Occorre a questo punto calare il sipario per celare quello che accade nel periodo successivo; poco se ne sa per certo: lo si può solo intuire al riaprirsi della scena 21 mesi più tardi, alla restituzione delle chiavi, quando si deve constatare quanto segue:

– Il terreno si trova in uno stato di totale abbandono, tutto ricoperto di vegetazione selvatica.

– Manca l’acqua corrente: l’impianto idrico che utilizzava l’acqua del pozzo è inservibile e l’allacciamento all’acquedotto comunale non è stato realizzato, nonostante Daniela abbia dato, a suo tempo, a N.M. la somma necessaria a tale spesa.

– Una grande quantità di altri oggetti di cui la casa era corredata è sparita, ivi inclusi mobili, vasellame, legna da ardere, libri e altro.

– Parte dei mobili è stata certamente data alle fiamme, poiché resti carbonizzati riconoscibili sono stati trovati nei pressi della casa.

– Porte, infissi e i pochi mobili superstiti sono stati gravemente danneggiati.

– Neanche una lira è stata pagata da N.M. per i 21 mesi di affitto: un assegno da lui elargito per una somma inferiore ad una mensilità è risultato scoperto.

– La pratica del condono è stata lasciata alla deriva: la documentazione integrativa da tempo richiesta dal Comune non è mai stata inoltrata all’ufficio competente: è recente un sollecito con la minaccia di respingere la domanda di sanatoria e negare il condono.

È IL DISASTRO COMPLETO!

Daniela si vede costretta a rinunciare al salvataggio della sua casa.

EPILOGO

Un edificio di 3 piani in località Li Curuneddi, alla periferia di Sassari, verrà demolito prossimamente.

Tutti i risparmi di una vita di lavoro vengono ridotti in macerie.

Il sogno di una casa in campagna, con l’orto e l’oliveto, svanisce inesorabilmente.

Il geometra B.S., condannato penalmente per abuso edilizio, continua a lavorare in banca.

Un secondo geometra, N.M., reo confesso impunito, continua ad esercitare la sua professione, apprezzato e rispettato.

Un commerciante fallito, A.G., continua a vivere serenamente, fiducioso che giustizia non venga fatta.

Riflessione

Questo colpo di epistola… quanti anni!

Aspettavo il momento, di sentirne proprio il bisogno.

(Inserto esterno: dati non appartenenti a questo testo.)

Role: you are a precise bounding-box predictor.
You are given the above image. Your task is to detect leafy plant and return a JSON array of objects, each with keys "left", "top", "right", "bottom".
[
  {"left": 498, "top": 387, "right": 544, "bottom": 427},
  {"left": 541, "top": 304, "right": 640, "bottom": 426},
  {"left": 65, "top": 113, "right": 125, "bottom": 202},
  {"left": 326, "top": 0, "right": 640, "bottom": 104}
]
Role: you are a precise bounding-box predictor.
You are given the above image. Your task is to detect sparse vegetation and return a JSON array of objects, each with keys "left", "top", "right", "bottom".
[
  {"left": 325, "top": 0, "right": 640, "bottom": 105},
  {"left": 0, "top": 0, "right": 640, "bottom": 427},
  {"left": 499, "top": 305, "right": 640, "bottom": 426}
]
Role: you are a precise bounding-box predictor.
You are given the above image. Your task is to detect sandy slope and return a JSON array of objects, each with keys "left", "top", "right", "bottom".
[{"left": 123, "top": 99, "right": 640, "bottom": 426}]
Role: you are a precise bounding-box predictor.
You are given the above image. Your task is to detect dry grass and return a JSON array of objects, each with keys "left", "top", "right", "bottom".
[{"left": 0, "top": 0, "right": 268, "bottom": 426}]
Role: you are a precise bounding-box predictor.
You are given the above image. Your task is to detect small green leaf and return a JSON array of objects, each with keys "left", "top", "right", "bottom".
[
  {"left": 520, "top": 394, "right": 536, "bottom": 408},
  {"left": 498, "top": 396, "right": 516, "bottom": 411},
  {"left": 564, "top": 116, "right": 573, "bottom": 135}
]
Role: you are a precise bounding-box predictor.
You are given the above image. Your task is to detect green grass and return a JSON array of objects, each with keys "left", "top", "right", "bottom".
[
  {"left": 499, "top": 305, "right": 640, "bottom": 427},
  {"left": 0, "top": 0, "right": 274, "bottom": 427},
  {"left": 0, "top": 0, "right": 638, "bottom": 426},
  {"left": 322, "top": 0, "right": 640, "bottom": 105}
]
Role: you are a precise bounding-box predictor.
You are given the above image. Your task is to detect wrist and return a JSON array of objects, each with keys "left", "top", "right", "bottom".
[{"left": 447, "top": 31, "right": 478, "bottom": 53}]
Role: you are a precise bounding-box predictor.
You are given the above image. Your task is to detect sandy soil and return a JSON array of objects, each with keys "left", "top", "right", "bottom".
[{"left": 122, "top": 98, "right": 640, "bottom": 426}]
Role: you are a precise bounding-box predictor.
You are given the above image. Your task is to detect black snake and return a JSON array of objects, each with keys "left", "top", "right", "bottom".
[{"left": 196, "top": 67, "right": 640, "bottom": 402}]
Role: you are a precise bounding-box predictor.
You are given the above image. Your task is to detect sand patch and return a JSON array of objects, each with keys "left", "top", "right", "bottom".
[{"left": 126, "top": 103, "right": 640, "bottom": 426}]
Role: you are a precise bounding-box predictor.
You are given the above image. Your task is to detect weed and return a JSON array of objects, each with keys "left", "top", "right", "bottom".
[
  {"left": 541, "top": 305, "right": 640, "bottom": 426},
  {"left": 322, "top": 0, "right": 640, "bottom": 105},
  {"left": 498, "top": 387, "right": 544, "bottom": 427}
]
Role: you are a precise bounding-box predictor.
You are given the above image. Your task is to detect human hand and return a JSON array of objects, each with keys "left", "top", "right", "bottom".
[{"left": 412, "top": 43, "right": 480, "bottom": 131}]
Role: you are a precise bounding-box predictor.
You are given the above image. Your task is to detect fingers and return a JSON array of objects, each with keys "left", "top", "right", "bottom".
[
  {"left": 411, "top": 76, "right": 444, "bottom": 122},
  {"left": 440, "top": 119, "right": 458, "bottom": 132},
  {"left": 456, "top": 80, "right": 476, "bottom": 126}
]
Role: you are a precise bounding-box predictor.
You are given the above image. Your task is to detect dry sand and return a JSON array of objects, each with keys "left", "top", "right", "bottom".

Scrivere per cosa…? Per me stessa? Come mi hanno sempre detto tutti quelli che scrivono per gli altri? Per pubblicare? Ma se non sono famosa, se non nel mio piccolo…! ma se non ho conoscenze altolocate… ! anche se ne ho tante ma disinteressate… ma se non si sono accorti neppure di un diario come Cioioi! dopo trent’anni, va bene, qualcosina… ma…!

Eppure me l’hanno sempre detto, ma che vita! da scriverci un libro!